/jekyll-feed-json

:memo: A Jekyll plugin to generate a JSON feed of your Jekyll posts

Primary LanguageRubyMIT LicenseMIT

Jekyll JSON Feed plugin

A Jekyll plugin to generate an JSON feed of your Jekyll posts

Not intending to register this with rubygems. Simply to meet requirements for another project.

Feel free to fork, improve and distribute.

Installation

Add this line to your site's Gemfile:

group :jekyll_plugins do
   gem "jekyll-feed-json", "~> 0.0.1", :git => "git@github.com:mryellow/jekyll-feed-json.git"
end

And then add this line to your site's _config.yml:

gems:
  - jekyll-feed-json

Usage

The plugin will automatically generate a JSON feed at /feed.json.

Optional configuration options

The plugin will automatically use any of the following configuration variables, if they are present in your site's _config.yml file.

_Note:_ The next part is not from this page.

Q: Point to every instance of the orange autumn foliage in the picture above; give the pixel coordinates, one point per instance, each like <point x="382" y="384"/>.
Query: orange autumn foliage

  • title or name - The title of the site, e.g., "My awesome site"
  • description - A longer description of what your site is about, e.g., "Where I blog about Jekyll and other awesome things"
  • url - The URL to your site, e.g., http://example.com. If none is provided, the plugin will try to use site.github.url.
  • author - Global author information (see below)

Already have a feed path?

Do you already have an existing feed someplace other than /feed.json, but are on a host like GitHub Pages that doesn't support machine-friendly redirects? If you simply swap out jekyll-feed-json for your existing template, your existing subscribers won't continue to get updates. Instead, you can specify a non-default path via your site's config.

feed:
  path: atom.json

To note, you shouldn't have to do this unless you already have a feed you're using, and you can't or wish not to redirect existing subscribers.

Optional front matter

The plugin will use the following post metadata, automatically generated by Jekyll, which you can override via a post's YAML front matter:

  • date
  • title
  • excerpt
  • id
  • category
  • tags

Additionally, the plugin will use the following values, if present in a post's YAML front matter:

  • image - URL of an image that is representative of the post (can also be passed as image.path)

  • author - The author of the post, e.g., "Dr. Jekyll". If none is given, feed readers will look to the feed author as defined in _config.yml. Like the feed author, this can also be an object or a reference to an author in _data/authors.yml (see below).

Why JSON, and not RSS?

Great question. In short, JSON is used by Javascript and we're all busy writing Javascript apps. XML means additional metadata overhead and increased parsing requirements.